No podía perder ni un minuto de tiempo, tenía la sensación de que si soltaba un poco, esa extraña chica simplemente se esfumaría. No todos los días se presentaba una oportunidad de este tipo, cena, cachondeo, sobremesa, posibles caricias, y ¿quién sabe qué más? ¡Y gratis! Para un lobo solitario y detestable compositor como yo, que me gustaba empinar el codo y escuchar a Serrat alcoholizado o colocado (o ambas cosas a la vez) mientras trataba de componer algún tema que me sacase del bache, eran unas perspectivas cojonudas. Nunca imaginé encontrar algo así en las rebajas de Enero. La inspiración, al fin y al cabo, parece que iba a llegar en forma de peligrosa dama.

Llegamos a casa rápido, sin contratiempos. Tan solo escuchamos dos veces ese típico grito de guerra tan arraigado en los Madriles de “¡Al ladrón! ¡Al ladrón!” . Ella se refugiaba en mi paraguas y en mi abrazo. Yo acariciaba fugazmente la felicidad. Cuando llegamos a mi frío y solitario apartamento hice lo que prometí. Lo que pude. Con poco quedó satisfecha. Hasta la radio se confabuló con el momento y nos regaló los oídos con el Romeo and Juliet de los Dire Straits. Más tarde y en este orden, vinieron las inocentes confidencias, las mentiras piadosas (siempre las hay), los juegos de manos, las risas, las copas y los porros. Al segundo canuto estábamos ya preguntándonos qué coño hacíamos aún con la ropa puesta. El azar quiso que saliese cara. Y lo puse todo a doble o nada.

¿Hicimos el amor? Bueno, lo correcto sería decir que yo hice el ridículo y ella puso todo lo demás. El trócolo me había dejado fuera de combate y me costó empezar a funcionar, pero las minuciosas y estudiadas caricias que me brindó mi anónima pareja desafiaron (una vez más) las leyes de la gravedad. El chaparrón se desencadenó de nuevo, poniendo música de fondo a la hazaña. Y así, extasiados por el placer y relajados por el esfuerzo, nos quedamos dormidos en un abrazo que a mí se me antojó incómodo, pero que hubiese prolongado por toda la eternidad. Esa excepcional madrugada, no necesité otro litro de escocés para soñar.

Maldiciendo a Murphy por sus premonitorias frases, el oasis se tornó en un maldito espejismo. Sí, el puto duende del destino empezó mearse encima de mí. Los primeros rayos del día vieron como me desperté intentando abrazar un sueño, deseando ver su cabeza al lado de la mía en la cama. Pero ella ya no estaba. Al igual que el ordenador y el dinero, se habían esfumado. La moneda me mostró cruz al mismo tiempo que mi estado de ánimo era derribado hasta los cimientos. Es curioso que mi infructuoso trabajo como compositor a partir de ese instante diese un giro de 180 grados. Por fin realicé mi particular Whole lotta love en forma de blues sobre corazones rotos.

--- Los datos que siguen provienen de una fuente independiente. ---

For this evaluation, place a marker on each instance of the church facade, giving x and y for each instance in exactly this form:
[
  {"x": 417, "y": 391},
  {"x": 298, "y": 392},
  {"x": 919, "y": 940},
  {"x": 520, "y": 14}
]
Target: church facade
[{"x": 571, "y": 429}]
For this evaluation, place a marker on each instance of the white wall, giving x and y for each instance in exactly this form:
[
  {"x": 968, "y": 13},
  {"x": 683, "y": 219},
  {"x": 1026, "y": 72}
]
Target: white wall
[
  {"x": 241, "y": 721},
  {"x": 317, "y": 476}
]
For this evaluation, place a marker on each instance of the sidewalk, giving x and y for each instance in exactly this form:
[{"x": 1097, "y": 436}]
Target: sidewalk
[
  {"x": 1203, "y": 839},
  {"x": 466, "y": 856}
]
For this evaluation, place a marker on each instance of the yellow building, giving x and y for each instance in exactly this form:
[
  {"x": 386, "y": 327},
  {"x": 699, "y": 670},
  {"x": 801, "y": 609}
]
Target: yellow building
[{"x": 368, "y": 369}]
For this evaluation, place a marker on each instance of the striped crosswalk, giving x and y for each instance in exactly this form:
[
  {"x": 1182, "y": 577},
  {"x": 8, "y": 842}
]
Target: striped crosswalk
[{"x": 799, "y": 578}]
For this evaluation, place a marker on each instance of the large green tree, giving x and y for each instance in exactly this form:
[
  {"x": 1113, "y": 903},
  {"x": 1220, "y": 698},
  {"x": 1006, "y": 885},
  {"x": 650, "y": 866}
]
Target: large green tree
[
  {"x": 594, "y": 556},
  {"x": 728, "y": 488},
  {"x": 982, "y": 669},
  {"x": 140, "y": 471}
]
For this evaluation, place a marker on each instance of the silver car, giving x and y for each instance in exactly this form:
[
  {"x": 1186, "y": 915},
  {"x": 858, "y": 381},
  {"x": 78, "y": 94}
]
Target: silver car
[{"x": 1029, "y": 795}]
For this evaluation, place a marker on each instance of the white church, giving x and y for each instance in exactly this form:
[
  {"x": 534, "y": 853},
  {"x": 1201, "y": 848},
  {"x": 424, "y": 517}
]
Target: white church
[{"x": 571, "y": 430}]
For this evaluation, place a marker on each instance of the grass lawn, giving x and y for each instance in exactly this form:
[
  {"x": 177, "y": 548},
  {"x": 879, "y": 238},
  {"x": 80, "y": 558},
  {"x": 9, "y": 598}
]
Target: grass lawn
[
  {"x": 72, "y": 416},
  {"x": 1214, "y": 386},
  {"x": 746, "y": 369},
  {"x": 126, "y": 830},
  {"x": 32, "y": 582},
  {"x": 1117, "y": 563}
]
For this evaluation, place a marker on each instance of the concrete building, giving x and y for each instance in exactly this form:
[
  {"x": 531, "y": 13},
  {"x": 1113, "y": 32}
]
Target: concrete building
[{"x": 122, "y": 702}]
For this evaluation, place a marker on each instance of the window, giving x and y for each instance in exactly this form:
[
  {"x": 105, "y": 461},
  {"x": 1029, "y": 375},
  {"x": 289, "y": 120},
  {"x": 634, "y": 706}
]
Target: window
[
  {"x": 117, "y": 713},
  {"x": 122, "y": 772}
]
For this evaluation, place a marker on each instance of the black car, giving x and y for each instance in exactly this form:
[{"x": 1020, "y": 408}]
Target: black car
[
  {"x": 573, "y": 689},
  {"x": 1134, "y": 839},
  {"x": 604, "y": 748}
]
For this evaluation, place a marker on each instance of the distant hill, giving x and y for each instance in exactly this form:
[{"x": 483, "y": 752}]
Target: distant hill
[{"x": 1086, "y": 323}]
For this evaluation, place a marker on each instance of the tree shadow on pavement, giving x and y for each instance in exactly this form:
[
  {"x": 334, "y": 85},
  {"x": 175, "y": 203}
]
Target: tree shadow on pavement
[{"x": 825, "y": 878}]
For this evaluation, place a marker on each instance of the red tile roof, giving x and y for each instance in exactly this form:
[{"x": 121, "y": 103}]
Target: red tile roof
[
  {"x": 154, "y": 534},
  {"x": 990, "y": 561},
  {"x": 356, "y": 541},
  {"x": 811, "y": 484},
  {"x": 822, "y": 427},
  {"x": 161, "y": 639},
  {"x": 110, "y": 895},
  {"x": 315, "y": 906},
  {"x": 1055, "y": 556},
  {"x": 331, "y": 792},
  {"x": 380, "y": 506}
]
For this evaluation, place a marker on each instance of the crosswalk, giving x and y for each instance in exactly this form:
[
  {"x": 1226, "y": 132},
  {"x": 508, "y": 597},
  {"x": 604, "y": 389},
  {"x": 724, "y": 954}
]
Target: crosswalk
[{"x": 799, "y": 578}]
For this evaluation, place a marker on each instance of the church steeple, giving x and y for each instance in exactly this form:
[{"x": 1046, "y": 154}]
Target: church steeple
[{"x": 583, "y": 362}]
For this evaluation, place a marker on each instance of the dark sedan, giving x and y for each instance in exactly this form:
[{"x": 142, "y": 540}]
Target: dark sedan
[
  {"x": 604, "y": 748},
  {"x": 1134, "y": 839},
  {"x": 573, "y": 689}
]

Esa canción, y todas las que vinieron después, en el fondo sólo eran una llamada desesperada, un grito en el desierto de mi soledad que buscaba sin descanso otro encuentro casual con mi musa, con esa maestra hechicera que camufló esa noche una calculadora bajo las bragas.

Pasaron los años, y yo seguí siendo el mismo pirata de siempre. Otros hangares acogieron mi Boeing y mi desidia, muchas otras impúdicas rubias ocuparon su lugar en mi cama… aves de paso. Mi corazón y mi polla se declararon en fase de demolición. Compuse muchas canciones ñoñas y empalagosas, al parecer se llevaba el temita del mierdecilla afeminado de Cupido, pues tuvieron gran éxito entre toda clase de amantes, novios, cornudos y demás víctimas de esa enfermedad llamada amor. Permanecí siempre con un ojo en la guitarra y otro en el cielo. Odiaba los días despejados y mirar el mismo astro me provocaba dolor de cabeza. Siempre en espera de ver caer la lluvia. Ese agua bendita que nos unió en una noche de Enero memorable. Que a la postre hizo de mí un tipo rico y desdichado a partes iguales. Un jodido calavera en infructuosa y constante búsqueda de aquellas medias negras.

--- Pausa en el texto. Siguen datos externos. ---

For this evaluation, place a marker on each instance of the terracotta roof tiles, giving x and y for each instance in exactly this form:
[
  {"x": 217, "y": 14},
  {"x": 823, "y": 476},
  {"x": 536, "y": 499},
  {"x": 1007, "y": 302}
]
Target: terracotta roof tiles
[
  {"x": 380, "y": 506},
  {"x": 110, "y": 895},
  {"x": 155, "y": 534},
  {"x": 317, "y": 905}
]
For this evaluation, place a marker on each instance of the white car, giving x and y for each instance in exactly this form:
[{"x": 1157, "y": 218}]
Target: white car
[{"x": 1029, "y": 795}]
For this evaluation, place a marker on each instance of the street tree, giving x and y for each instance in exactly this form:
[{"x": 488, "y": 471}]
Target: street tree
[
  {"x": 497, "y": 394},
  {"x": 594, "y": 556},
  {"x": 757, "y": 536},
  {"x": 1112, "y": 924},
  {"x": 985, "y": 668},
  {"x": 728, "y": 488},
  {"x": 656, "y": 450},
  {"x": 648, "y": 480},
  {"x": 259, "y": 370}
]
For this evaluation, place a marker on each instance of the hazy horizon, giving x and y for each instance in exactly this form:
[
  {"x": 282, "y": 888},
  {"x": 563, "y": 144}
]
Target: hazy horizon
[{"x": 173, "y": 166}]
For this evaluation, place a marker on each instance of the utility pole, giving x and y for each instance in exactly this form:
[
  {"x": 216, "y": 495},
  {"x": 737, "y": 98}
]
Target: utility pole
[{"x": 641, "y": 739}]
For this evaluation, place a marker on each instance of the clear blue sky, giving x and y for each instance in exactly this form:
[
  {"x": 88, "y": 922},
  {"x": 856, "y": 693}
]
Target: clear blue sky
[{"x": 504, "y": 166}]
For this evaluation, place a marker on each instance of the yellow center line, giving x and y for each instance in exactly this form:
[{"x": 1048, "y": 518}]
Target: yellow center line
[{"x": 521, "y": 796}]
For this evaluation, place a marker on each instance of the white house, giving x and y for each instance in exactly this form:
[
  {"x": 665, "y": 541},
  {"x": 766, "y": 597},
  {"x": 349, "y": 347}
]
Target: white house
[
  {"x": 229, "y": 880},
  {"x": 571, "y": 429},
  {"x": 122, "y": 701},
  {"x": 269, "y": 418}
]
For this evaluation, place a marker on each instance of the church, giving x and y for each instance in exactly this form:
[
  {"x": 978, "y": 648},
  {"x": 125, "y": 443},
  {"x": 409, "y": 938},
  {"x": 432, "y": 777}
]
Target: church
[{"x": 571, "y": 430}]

Solo componía cuando caía algún chubasco esporádico; esos ratos eran como si la volviese a tener a mi lado y así, con mi guitarra en las manos, el whisky en la mesa y un porro en la boca, trabajaba y soñaba con que algún día uno de mis temas llegase a sus oídos. Y todas y cada una de las noches anhelaba con todas mis fuerzas oír la lluvia repicar en mi podrida alma…

… pero algún día llegará la tempestad que nos una de nuevo... tras la que jamás vendrá la calma.